Gabriela Romeu trabalhou na Folha de S. Paulo por 21 anos. Uma de suas atividades no jornal foi escrever para o caderno infantil Folhinha. Ali, em 2009, ela coordenou o projeto “Mapa do Brincar”, vencedor do Grande Prêmio Ayrton Senna de Jornalismo na categoria Internet. Gabriela pediu que crianças de todo o país falassem sobre suas brincadeiras e recebeu cerca de 10 mil participações por cartas e e-mails. Ainda houve uma segunda edição dois anos depois e, na sequência, a autora criou outro projeto chamado Infâncias, onde buscou registrar a sabedoria das crianças pelo Brasil. “Foi um retrato da infância no início deste século”, explica.

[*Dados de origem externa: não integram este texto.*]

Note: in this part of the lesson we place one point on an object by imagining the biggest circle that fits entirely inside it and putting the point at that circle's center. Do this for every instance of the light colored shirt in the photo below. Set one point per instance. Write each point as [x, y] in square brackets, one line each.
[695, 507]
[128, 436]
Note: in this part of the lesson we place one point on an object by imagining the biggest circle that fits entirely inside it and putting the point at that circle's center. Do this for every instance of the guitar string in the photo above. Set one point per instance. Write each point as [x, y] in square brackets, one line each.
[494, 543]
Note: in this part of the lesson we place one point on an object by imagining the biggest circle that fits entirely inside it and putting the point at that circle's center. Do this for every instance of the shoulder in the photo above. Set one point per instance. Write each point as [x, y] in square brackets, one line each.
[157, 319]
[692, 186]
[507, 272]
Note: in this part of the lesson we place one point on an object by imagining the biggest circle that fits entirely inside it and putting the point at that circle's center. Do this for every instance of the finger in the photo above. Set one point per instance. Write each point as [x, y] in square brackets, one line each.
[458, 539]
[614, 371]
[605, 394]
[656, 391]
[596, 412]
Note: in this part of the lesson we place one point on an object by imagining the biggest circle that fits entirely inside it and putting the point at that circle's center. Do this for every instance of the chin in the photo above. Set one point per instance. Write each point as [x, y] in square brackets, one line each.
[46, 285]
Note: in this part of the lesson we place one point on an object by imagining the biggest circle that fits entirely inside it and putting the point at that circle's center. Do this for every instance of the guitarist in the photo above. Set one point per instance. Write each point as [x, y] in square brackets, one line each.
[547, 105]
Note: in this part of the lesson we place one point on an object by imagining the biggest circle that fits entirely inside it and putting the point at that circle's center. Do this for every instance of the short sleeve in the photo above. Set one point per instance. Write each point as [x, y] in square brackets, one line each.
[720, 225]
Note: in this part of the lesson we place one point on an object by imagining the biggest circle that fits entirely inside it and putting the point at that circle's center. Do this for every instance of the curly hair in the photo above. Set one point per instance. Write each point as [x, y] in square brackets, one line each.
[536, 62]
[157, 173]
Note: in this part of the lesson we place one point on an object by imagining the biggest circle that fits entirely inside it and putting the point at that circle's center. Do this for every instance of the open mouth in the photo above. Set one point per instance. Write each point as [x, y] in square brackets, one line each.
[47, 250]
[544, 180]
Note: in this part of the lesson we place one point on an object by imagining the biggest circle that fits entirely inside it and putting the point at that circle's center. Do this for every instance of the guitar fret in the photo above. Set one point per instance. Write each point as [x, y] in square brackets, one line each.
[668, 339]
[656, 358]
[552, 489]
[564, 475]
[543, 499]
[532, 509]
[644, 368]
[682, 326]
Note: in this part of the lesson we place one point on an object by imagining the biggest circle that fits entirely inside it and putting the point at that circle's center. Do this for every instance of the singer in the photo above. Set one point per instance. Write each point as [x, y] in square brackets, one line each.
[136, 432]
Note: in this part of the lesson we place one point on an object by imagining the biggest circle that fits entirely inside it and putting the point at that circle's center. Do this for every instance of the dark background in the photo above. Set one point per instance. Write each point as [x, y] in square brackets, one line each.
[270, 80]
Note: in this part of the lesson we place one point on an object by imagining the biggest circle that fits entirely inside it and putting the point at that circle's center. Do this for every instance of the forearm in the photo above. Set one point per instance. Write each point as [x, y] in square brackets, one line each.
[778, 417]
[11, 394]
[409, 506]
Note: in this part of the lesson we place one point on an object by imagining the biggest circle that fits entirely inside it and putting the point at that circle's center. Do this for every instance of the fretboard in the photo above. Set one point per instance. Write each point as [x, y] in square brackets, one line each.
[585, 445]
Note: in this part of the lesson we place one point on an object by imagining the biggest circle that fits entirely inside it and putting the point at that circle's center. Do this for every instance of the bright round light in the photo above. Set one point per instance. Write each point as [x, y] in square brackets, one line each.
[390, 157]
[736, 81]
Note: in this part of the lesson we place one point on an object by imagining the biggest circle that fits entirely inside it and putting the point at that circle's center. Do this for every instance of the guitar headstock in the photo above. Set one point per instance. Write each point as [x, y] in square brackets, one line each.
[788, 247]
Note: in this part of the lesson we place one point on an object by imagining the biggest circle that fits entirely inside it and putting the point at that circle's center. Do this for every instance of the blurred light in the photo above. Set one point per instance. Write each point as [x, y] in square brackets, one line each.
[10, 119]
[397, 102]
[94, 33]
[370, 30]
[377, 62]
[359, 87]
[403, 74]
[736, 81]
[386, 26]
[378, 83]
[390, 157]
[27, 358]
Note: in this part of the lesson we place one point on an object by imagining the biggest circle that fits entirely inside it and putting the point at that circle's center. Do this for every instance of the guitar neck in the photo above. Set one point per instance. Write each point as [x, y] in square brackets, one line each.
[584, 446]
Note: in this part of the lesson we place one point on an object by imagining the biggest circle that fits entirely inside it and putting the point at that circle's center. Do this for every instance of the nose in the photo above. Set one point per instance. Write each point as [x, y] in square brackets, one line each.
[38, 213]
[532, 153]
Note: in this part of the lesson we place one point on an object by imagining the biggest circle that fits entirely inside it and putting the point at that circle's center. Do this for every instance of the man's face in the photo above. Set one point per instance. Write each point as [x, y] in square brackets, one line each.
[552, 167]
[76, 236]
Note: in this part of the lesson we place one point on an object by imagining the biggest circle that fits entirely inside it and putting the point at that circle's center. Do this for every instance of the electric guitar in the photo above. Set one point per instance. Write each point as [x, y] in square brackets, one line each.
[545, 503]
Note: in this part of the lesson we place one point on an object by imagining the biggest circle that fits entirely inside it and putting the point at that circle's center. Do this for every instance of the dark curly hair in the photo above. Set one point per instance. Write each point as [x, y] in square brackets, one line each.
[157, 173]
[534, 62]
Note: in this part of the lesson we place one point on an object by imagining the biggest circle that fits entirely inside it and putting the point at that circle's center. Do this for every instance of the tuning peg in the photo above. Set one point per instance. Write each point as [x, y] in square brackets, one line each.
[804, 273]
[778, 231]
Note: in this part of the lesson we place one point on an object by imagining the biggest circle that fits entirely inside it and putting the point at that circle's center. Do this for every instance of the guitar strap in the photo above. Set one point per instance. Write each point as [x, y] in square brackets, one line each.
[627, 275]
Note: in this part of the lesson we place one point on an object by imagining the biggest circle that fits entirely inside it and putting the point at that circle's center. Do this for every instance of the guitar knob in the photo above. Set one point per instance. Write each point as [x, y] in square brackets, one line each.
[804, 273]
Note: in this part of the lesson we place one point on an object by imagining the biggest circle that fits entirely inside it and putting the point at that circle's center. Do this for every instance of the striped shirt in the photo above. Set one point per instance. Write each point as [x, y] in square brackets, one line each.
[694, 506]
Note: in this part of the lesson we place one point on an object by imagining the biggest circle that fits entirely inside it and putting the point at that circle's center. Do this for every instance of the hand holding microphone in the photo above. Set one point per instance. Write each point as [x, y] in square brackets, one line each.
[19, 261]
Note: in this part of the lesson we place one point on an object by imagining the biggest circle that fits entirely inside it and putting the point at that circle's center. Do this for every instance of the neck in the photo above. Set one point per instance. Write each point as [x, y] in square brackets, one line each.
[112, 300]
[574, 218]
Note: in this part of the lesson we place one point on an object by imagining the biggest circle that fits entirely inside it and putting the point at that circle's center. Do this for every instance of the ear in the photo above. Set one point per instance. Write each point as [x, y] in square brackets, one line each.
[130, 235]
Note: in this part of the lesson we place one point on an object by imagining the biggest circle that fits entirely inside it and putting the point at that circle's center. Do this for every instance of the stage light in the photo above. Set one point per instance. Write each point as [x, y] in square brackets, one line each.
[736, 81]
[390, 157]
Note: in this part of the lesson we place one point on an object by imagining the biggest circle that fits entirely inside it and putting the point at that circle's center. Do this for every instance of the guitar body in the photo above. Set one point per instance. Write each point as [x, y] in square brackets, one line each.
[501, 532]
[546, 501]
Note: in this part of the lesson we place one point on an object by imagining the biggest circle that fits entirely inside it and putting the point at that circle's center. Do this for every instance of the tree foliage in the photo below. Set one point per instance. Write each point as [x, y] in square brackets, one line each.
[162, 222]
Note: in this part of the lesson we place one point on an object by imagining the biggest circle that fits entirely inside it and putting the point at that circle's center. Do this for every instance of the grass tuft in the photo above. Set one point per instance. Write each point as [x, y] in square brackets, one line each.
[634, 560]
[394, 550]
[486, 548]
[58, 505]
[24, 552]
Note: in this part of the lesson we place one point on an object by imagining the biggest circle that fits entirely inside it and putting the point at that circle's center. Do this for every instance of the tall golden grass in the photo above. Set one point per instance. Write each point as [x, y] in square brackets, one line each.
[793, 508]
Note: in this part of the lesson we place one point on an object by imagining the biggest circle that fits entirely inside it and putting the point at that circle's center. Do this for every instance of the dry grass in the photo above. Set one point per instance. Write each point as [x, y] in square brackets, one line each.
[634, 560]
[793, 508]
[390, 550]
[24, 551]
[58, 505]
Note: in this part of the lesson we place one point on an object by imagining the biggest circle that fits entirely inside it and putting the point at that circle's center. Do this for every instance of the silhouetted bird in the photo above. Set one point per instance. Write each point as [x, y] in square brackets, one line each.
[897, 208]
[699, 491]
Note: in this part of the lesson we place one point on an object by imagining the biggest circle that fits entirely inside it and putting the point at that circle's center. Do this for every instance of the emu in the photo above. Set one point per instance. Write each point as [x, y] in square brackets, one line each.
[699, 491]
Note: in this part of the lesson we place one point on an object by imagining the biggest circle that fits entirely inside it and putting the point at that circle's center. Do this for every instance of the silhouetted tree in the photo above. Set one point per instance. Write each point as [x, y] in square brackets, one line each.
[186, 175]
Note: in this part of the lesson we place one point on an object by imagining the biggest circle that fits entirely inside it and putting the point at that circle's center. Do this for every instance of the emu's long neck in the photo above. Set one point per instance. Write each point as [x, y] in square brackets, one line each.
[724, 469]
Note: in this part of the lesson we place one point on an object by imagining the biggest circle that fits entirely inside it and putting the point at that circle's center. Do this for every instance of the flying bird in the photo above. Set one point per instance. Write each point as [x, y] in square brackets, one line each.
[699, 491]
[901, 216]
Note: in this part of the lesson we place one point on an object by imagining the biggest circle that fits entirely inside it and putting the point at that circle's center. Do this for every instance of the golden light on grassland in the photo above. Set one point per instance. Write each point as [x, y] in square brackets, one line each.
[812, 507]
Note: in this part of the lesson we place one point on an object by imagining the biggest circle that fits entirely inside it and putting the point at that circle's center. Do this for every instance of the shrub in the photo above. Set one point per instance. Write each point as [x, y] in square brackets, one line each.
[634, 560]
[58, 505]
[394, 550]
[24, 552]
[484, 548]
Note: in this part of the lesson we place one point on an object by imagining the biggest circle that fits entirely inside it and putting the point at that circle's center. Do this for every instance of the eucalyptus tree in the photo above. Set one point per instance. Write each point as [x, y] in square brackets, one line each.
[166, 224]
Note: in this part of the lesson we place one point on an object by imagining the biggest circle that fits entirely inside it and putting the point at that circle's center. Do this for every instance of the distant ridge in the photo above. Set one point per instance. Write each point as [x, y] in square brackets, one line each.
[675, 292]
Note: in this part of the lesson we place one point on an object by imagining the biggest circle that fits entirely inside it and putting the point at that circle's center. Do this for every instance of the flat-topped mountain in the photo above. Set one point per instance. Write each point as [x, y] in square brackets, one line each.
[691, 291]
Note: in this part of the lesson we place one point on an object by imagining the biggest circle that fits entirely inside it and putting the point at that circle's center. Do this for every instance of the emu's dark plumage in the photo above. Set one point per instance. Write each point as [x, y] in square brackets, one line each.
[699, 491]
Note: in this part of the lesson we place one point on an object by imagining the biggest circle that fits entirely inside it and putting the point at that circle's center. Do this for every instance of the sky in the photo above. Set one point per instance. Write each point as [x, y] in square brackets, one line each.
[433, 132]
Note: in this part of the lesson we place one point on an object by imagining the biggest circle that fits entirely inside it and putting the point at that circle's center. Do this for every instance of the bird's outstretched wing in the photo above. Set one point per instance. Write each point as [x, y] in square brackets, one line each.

Os trabalhos proporcionaram viagens por 25 dos 26 estados brasileiros – ainda falta Roraima. A jornalista andou de avião, ônibus, carro, barco, canoa e carona para entrar em contato com infâncias das mais diversas realidades. Ela abre um sorriso para falar de cada uma das viagens, mas a região entre Minas Gerais e Bahia, do Vale do São Francisco e do Vale do Jequitinhonha foram diferentes: “Eles têm meninos com pé no chão de terra, que sabem todos passarinhos só de ouvi-los cantar. Essas crianças me ensinaram muito”.
Foi quando o livro Menininho, publicado pela Panda Books, começou a surgir entre as ideias da autora. Gabriela lembra de Maneloião, um homem de Matias Cardoso, Minas Gerais. Adulto, lidando com a sobrevivência no dia a dia, relembrou os carrinhos que construía na infância. “Ficamos uma tarde conversando com ele, enquanto fazia um carrinho para mostrar como é.” No livro, o menininho tem um tio que transmite o mesmo conhecimento. O saber do personagem foi inspirado em Maneloião, mas seu jeito de ser não: “O tio é meio doido”, brinca a autora. Gabriela explica que nessas brincadeiras de construir algo, a graça realmente é montar, o resultado logo é deixado de lado. “Precisamos aproximar a infância urbana desses processos”.
Segundo a autora, brincar é uma linguagem de expressão importante: “É ali que a criança coloca para fora o que está dentro dela e relaciona com o mundo externo.” No Cariri cearense, Gabriela viu meninos usando pedras para fazer os papeis de bois, garrotes e bezerros. Os meninos eram fazendeiros e boiadeiros, pessoas que fazem parte de suas rotinas. O cenário foi construído com o que havia no quintal, como terra e feno. “Eles precisavam levar os animais para uma parte específica da fazenda, mas, às vezes, um boi fugia, e eles tinham que ir atrás”, recorda.
O Meninho é filho de muitas dessas crianças. O personagem principal recolhe coisas do quintal para construir seus brinquedos e se divertir. Com uma linguagem poética e acompanhado das ilustrações de Elisa Carareto, o livro faz um paralelo entre a criança e um passarinho, que também precisa buscar no quintal elementos para construir seu ninho.